Phylogenetic inferences
BioNumerics software 6.6 (Applied Maths, Sint-Martens-Latem, Belgium) was used to visualize evolutionary relationships between the T clinical isolates by drawing Minimum Spanning Trees (MSTs) using 24-loci MIRU-VNTR and spoligotype data. MSTs are undirected graphs in which all samples are connected together with the fewest possible connections between nearest neighbors.
Bayesian population structure analyses
To explore genetic structure of M. tuberculosis T isolates, two Bayesian clustering algorithms were used in parallel, implemented in the software STRUCTURE 2.3 [25] and in TESS 2.3 [26, 27]. In both programs, an admixture model was implemented considering that the data originate from the admixture of k ancestral populations at some time in the past. The ancestry coefficient (or admixture proportion) in the individual Q-matrix correspond to part of the genome that each individual inherited from ancestors. Admixture models are a common feature for real data and are therefore more flexible than models without admixture. Posterior estimates for the parameters of interest are computed by using a Markov chain Monte Carlo (MCMC) algorithm. In our study, STRUCTURE was run in 10 parallel MCMC for K populations ranging from 3 to 10, with a burn-in of 100000 iterations and a run length of 106 iterations following the burn-in.
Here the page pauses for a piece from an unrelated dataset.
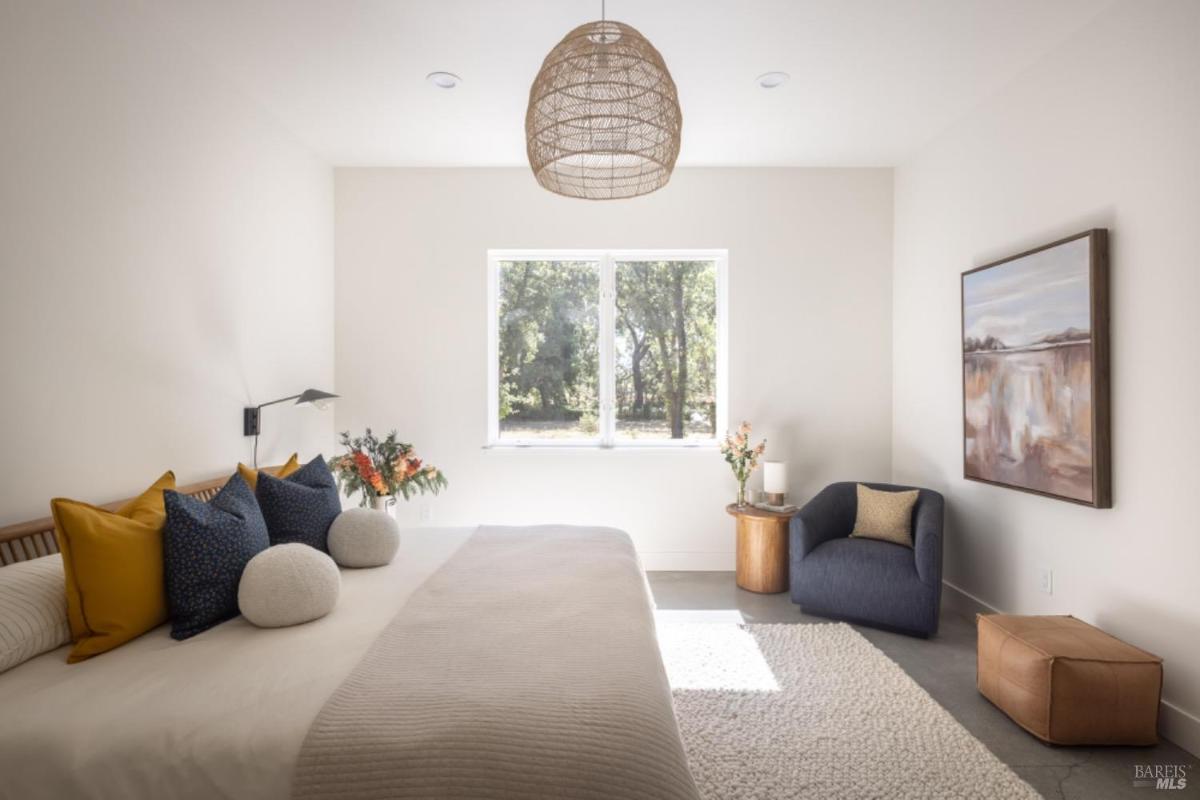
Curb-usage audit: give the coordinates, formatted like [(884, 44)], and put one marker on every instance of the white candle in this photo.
[(774, 477)]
To estimate the right number of population among T isolates, ln P(D|K) (the logarithm of the probability of the data given K) was calculated using the program STRUCTURE HARVESTER [28], as well as the delta K calculated by the Evanno method [29]. Concerning the TESS analysis, random spatial coordinates were first generated individually (within each country or region) prior to any run. TESS was then run in 10 replicates, with Kmax ranging from 2 to 15 for 50000 sweeps with a burn-in period of 10000. To estimate the right number of clusters among T dataset, the deviance information criterion (DIC) was computed and plotted against Kmax [30].
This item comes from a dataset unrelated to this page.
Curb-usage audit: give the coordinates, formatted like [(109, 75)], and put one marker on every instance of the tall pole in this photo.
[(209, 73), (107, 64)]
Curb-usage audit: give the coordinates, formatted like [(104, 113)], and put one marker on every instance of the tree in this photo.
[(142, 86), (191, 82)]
For both STRUCTURE and TESS Q-matrix, medians were then calculated from 10 replicates for K = 8 by using the Greedy algorithm implemented in CLUMPP 1.1.2 software [31] to guarantee the optimum clustering for each analyses. Results of admixture coefficients were then displayed spatially by an interpolation technique called universal kriging: Q-matrix were represented either on a single map (ETOPO1 map produced by NOAA freely available as indicated here: https://www.ngdc.noaa.gov/mgg/global/dem_faq.html#sec-2.4 [32]) using the script 'POPSutilities.r' implemented in the program R, or on separate maps for each K by using the script 'plot.admixture.r' (both scripts available through TESS website: http://membres-timc.imag.fr/Olivier.Francois/tess.html).
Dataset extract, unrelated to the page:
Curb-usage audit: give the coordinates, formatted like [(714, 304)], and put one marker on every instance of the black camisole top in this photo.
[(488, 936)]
New MST analyses were then performed using BioNumerics software 6.6 and identifying M. tuberculosis T strains belonging to sublineages 1 to 8 defined by STRUCTURE analysis using a cutoff of 0.5. For each sublineage, BlockLogo was used to visualize main patterns of tandem repeats of 24 loci MIRU-VNTRs [33]. The Hunter-Gaston discriminatory index (HGDI) was calculated as previously described [34].
Allelic richness
For analyses on allelic richness, 24-loci MIRU-VNTR data were grouped according to M. tuberculosis T sublineages defined by STRUCTURE software. Mean allelic richness was evaluated using statistical technique of rarefaction implemented in the software HP-RARE 1.0 which compensates for sampling disparity [35]. Results were compared based on Dunn’s test for stochastic dominance [36] followed by multiple pairwise comparisons of the stochastic dominance among k groups using the Kruskal-Wallis test [37].
Ethics statements
None required since the genotyping data were already published or extracted as anonymized data from the SITVIT2 database.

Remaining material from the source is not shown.